O protocolo que já existia
Mesmo antes da IA generativa virar assunto do dia a dia, o ENEM já tinha um dos protocolos de segurança mais rígidos entre os vestibulares do país: detector de metais, celular lacrado e desligado, fiscalização constante e câmeras nas salas. Esse aparato não foi desenhado para IA especificamente, mas já cobre exatamente o tipo de tentativa que um chatbot exigiria.
Por que a tentativa quase sempre falha
Usar um assistente de IA discretamente demandaria acesso a um dispositivo durante a prova — exatamente o que o protocolo de segurança existe para impedir. Quem tenta contornar a regra aposta contra um sistema desenhado justamente para pegar esse tipo de manobra, com um risco de eliminação que anula qualquer ano de preparação.

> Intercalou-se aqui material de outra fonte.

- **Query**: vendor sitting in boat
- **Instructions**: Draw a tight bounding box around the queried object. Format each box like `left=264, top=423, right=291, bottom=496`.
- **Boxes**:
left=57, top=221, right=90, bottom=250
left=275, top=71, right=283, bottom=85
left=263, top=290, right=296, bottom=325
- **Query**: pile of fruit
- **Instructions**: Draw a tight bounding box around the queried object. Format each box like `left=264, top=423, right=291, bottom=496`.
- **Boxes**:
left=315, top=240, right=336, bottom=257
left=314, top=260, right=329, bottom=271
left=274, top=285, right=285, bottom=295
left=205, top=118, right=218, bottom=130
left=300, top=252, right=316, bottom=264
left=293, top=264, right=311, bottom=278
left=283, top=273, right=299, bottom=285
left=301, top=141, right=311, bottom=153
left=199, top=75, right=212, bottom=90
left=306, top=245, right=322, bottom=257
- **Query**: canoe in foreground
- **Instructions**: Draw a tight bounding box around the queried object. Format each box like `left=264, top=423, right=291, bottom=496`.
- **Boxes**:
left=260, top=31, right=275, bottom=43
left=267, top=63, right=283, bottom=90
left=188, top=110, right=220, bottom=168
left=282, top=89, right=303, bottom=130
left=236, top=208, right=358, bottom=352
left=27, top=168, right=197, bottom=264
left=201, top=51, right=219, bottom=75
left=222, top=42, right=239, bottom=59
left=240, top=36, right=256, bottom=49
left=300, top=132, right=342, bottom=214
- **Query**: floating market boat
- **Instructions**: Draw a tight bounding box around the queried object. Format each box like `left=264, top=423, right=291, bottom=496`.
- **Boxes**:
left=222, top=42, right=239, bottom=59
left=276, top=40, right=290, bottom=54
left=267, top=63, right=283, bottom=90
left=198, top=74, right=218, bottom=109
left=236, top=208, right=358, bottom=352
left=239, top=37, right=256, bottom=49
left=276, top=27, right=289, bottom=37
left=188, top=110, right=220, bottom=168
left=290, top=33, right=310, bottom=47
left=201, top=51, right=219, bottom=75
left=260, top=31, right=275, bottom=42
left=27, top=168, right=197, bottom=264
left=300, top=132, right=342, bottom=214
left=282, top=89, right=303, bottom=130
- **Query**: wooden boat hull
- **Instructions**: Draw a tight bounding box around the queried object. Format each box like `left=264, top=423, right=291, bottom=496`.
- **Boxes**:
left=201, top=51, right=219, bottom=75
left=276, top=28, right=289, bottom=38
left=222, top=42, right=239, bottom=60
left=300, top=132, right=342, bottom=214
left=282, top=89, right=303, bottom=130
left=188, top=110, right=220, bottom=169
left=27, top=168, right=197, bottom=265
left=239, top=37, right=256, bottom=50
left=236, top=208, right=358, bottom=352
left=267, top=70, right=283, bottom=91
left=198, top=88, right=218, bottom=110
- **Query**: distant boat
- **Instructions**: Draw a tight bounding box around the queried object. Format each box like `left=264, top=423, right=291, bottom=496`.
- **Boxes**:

A pergunta que ninguém faz
Mesmo supondo que desse certo, o que a colinha com IA resolveria? O ENEM cobra interpretação sob pressão e domínio real do conteúdo em questões inéditas — não é uma pergunta simples com resposta pronta em uma linha. A dependência de ajuda externa denuncia, na prática, uma preparação insuficiente que nenhuma cola resolveria de verdade.
O caminho que realmente funciona
A segurança que blinda a prova contra fraude é a mesma segurança que protege quem estudou de verdade contra concorrência desleal. Em vez de arriscar tudo numa tentativa de burlar o sistema, o caminho comprovado continua sendo treinar até que a resposta certa venha de dentro, sem depender de nada externo.